In total I added 7 players on free transfers and loaned another youngster from each of the Belgrade giants. The initial focus was on signing a left-back, and this hole was filled by Uganda international Joseph Kizito, who also holds a Serbian passport from his years at Vojvodina and Partizan. At the age of 30, I was happy to pay the maximum-allowed £500 a week to bring him in. As back-up, I loaned highly-rated Partizan teenager Stefan Milosevic. I also added experienced attacking midfielder Ivan Jovanovic and a couple of other back-up players before the start of the season. My first choice formation, due to the lack of good wingers, was 4-1-2-1-2 with the option of 4-5-1
Pre-season went well, including a 2-2 draw with Sparta Prague. My first First League match was at home to pre-season title favourites Napredak Krusevac. Despite a red card for my key midfielder Marko Avramovic and the loss of my star striker Chad international Misdongarde Betolngar to injury, I held on for 1-1 draw. Betolngar was ruled out for some time, so I needed to add more quality up front – I signed Brazilian target man Washington, who made an immediate impact in my next league game against Banat Zrenjanin by scoring 2 goals. A 3-0 win against Banat was followed by a 2-0 win over Radnicki Nova Pazova, which put me 2nd in the table. I also won my first Serbian Cup match during the same period, taking me into the final qualifying round – the board’s aim was to make the first round proper.
The next home match against Kolubar Lazarevac saw the main highlight of the season so far – I fell 1-0 behind in the first half and didn’t look like scoring, but substitutions made in the second half inspired goals in the 80th and 81st minute to snatch a dramatic win, and in the process leapfrog Borac Cacak to go top for the first time.
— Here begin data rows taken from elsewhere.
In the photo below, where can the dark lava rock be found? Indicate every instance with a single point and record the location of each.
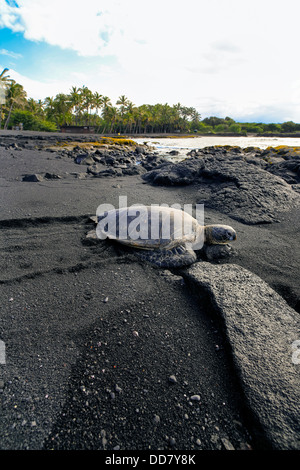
(230, 185)
(32, 178)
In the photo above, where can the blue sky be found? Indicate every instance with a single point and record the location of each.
(233, 58)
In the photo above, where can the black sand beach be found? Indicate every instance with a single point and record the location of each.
(104, 352)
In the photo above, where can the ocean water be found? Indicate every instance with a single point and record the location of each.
(184, 145)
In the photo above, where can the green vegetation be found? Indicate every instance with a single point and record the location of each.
(82, 107)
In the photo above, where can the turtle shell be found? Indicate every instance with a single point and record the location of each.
(147, 227)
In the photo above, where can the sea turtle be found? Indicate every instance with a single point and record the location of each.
(164, 236)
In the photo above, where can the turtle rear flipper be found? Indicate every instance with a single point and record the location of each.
(173, 258)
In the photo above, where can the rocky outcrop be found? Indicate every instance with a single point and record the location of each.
(261, 330)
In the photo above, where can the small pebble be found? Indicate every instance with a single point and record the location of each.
(227, 444)
(172, 379)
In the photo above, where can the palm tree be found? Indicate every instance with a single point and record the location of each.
(5, 80)
(15, 95)
(123, 102)
(86, 100)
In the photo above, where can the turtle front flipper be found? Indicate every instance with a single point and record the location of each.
(173, 258)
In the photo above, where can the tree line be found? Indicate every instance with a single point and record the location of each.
(82, 107)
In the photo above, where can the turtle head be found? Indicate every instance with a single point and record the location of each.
(219, 234)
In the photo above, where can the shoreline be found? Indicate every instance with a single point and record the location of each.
(153, 135)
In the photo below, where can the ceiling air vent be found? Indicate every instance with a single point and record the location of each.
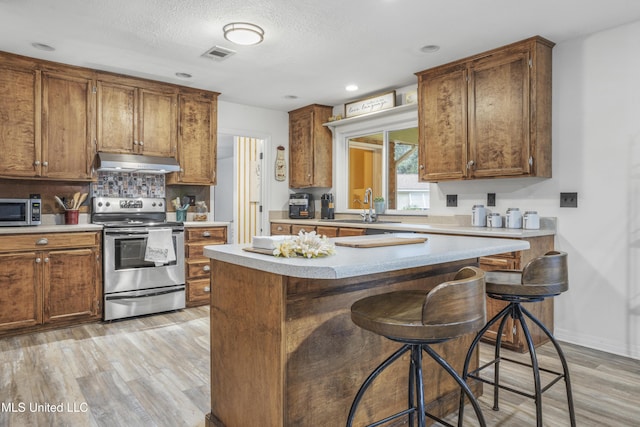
(218, 53)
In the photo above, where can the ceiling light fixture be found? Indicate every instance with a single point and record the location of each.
(430, 48)
(243, 33)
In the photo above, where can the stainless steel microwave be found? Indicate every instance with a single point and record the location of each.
(20, 212)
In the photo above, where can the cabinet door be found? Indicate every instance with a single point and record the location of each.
(116, 121)
(300, 149)
(499, 138)
(158, 120)
(71, 289)
(21, 290)
(443, 124)
(19, 107)
(67, 126)
(197, 140)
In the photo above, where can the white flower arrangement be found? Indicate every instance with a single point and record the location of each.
(308, 245)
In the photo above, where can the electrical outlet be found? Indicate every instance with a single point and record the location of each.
(568, 200)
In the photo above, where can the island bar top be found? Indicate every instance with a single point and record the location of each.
(351, 262)
(284, 351)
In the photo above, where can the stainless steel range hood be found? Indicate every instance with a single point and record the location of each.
(136, 163)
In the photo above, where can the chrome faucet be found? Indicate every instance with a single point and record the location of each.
(368, 198)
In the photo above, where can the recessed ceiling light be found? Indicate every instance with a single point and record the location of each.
(42, 46)
(243, 33)
(430, 48)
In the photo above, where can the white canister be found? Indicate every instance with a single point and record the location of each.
(494, 220)
(478, 216)
(531, 220)
(513, 219)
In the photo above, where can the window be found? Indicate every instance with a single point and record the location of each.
(380, 154)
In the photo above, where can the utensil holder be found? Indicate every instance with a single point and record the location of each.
(181, 215)
(71, 216)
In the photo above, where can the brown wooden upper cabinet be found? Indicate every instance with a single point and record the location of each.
(310, 147)
(47, 121)
(197, 139)
(488, 115)
(137, 120)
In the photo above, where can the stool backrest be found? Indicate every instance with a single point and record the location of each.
(458, 305)
(548, 270)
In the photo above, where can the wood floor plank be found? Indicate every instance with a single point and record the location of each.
(154, 371)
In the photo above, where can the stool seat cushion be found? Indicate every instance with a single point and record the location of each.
(450, 310)
(543, 276)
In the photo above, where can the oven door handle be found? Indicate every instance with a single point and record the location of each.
(151, 294)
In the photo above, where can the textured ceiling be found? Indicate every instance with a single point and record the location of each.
(312, 48)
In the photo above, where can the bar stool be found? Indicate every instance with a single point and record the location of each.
(543, 277)
(418, 319)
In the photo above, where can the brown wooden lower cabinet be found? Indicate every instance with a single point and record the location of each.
(47, 280)
(286, 352)
(197, 267)
(513, 337)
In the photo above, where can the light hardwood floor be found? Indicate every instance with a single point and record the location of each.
(154, 371)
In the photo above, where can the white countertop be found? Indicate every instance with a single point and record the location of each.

A few days later, a second Serbian Cup tie win put us into the first round, with the opportunity of being drawn against one of the big boys.
We’ve had a few injuries, and Kizito is just heading off on international duty with Uganda, but having brought in a few more fresh faces towards the end of August, including young Red Star winger Nikola Karaklajic, we have plenty of capable cover, and enough talent to rotate where necesssary. I have a good feeling about this squad.
If we do get promoted, I have my sights set on eventually challenging Partizan and Red Star for the title – even if either of those clubs make an offer for my services, I want to have at least one serious attempt at trying to break their monopoly at the top of Serbian football. With the young talent in the squad, I think I have a great platform to work from.